With small businesses suffering significantly in the wake of the coronavirus economic fallout, Alphabet Inc, Google, is extending $340 million in ad credits to small and mid-size businesses with active Google ad accounts as part of an $800 million coronavirus response package, the company announced Friday.
As part of the package, Google is also providing a $200 million investment fund that will help NGOs and financial institutions provide small businesses with capital, $250 million in advertising grants to assist the World Health Organization and government agencies disseminate information on how to prevent the spread of COVID-19, $20 million in Google Cloud credits for academic institutions and researchers, and additional financial aid to help augment production capacity for life-saving equipment, including face masks and ventilators.

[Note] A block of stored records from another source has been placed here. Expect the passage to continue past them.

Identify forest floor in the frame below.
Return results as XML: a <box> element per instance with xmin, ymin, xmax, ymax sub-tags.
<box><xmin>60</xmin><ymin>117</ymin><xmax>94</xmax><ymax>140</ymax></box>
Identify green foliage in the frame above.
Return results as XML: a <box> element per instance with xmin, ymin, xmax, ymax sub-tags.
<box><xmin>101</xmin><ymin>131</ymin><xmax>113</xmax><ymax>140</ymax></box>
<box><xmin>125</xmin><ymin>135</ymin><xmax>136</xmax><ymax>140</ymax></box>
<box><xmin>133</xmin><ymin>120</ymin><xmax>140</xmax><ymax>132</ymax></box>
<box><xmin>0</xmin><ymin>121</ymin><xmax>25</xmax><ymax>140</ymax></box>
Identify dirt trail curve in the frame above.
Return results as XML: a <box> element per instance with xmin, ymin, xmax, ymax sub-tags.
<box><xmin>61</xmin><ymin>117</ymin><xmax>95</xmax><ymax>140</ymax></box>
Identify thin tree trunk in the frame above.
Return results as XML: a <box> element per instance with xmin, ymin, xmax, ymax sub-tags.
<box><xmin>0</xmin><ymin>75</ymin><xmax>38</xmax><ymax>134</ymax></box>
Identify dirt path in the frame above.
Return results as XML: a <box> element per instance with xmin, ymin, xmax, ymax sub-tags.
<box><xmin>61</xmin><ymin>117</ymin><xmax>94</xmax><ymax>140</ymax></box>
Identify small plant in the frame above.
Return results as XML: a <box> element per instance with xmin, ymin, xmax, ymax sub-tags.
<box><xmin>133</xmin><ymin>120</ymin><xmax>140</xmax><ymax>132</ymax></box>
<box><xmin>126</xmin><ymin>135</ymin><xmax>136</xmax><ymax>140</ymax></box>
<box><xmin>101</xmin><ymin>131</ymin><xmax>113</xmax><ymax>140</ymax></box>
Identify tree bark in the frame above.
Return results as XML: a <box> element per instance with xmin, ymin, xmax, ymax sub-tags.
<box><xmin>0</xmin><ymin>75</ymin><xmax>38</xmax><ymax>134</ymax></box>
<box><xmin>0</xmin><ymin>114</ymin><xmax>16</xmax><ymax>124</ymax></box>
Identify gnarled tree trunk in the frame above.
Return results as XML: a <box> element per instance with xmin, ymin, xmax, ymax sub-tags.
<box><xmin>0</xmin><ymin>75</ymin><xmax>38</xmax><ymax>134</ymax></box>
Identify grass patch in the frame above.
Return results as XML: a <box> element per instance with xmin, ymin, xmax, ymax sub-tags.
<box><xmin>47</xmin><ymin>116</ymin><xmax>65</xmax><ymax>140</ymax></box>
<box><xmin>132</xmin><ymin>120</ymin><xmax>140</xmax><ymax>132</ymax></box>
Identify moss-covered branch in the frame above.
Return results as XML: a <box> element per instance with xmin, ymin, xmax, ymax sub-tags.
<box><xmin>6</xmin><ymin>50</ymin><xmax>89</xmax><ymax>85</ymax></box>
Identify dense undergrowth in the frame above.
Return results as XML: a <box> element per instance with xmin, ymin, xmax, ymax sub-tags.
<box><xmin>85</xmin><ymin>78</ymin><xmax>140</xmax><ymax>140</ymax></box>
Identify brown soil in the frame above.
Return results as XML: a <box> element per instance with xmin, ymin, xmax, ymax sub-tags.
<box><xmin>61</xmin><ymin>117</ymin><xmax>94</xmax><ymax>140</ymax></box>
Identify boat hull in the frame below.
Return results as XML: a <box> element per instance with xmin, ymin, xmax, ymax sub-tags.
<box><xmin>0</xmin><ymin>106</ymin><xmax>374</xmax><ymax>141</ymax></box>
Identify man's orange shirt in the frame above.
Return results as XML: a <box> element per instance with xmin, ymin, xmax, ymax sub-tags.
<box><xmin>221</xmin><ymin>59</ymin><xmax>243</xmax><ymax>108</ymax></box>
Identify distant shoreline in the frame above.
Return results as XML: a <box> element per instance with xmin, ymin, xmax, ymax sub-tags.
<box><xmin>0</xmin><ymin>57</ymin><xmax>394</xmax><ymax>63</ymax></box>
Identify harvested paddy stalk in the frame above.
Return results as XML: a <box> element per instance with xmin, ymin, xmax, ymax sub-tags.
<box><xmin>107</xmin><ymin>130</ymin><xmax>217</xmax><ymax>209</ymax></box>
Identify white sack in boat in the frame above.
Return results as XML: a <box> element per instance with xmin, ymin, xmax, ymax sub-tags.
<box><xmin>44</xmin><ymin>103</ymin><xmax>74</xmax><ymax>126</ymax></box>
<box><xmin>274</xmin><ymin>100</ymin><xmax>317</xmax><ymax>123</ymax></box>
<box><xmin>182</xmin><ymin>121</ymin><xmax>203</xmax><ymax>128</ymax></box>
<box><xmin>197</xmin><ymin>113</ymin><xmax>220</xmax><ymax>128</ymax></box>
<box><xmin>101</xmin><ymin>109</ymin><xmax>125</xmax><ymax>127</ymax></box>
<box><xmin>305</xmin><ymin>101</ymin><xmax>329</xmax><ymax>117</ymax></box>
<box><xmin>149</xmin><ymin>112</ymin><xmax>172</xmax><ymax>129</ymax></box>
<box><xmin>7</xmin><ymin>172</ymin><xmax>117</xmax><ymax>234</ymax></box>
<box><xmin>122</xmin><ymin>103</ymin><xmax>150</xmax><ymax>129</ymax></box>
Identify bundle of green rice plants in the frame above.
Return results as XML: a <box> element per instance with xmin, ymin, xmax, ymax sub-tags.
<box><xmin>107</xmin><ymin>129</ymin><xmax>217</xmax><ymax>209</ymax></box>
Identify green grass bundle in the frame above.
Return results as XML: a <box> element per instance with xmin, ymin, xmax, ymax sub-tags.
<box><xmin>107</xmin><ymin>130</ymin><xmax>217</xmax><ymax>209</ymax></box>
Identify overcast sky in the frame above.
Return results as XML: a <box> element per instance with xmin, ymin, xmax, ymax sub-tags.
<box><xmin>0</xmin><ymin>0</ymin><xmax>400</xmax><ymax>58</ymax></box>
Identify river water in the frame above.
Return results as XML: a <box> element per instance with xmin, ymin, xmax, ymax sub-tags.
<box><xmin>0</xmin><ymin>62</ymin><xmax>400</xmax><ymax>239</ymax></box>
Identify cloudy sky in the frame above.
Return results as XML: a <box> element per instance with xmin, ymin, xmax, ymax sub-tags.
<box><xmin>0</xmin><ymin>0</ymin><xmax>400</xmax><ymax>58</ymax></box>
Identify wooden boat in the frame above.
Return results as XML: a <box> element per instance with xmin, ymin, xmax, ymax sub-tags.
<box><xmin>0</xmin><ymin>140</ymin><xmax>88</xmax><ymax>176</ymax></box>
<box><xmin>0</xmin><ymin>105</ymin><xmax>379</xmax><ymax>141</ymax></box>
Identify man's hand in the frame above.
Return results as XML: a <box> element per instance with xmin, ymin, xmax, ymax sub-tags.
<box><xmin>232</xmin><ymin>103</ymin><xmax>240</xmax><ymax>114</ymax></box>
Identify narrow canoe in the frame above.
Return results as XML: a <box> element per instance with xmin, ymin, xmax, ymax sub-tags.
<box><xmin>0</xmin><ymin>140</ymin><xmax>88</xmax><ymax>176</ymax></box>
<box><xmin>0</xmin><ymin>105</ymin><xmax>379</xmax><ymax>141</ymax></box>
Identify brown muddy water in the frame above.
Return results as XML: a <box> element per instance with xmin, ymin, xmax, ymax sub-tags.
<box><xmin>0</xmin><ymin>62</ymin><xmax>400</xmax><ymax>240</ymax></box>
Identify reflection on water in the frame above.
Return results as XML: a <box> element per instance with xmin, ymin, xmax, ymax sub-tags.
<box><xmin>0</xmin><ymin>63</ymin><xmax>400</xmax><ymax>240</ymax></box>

The Bill & Melinda Gates Foundation will also give $3.7 million to a Seattle-area public health agency, several local foundations, a handful of homeless service providers, and more in response to the COVID-19 outbreak.
The funding arises from a previously announced $5 million commitment to the Seattle region. The foundation will offer $1 million to Public Health “to help the agency disseminate timely and accurate information,” as well as establish temporary housing or services for less worrisome patients and people experiencing homelessness.
“The pandemic feels like a universal experience, but we have to recognize that not all of us will experience it equally,” Gates said in a statement. “By supporting local community response efforts, we can help make sure that, in this moment of crisis, we’re not leaving the most vulnerable behind.”
Bill Gates has warned about the dangers of a pandemic contagion since 2015 when he gave a TED talk. The Microsoft co-founder and billionaire philanthropist recounted lessons learned from Western Africa’s 2014 Ebola virus crisis and warned that the U.S. and other countries were not ready for the future pandemic that was going to hit them.
“If anything kills over 10 million people in the next few decades, it’s most likely to be a highly infectious virus rather than a war,” Gates said. “Not missiles, but microbes.”
For investors looking to use ETFs to get into the two big tech giants Google and Microsoft, the Select Sector SPDR Technology ETF (XLK) and the iShares Dow Jones US Technology ETF (IYW) have healthy allocations of the stocks.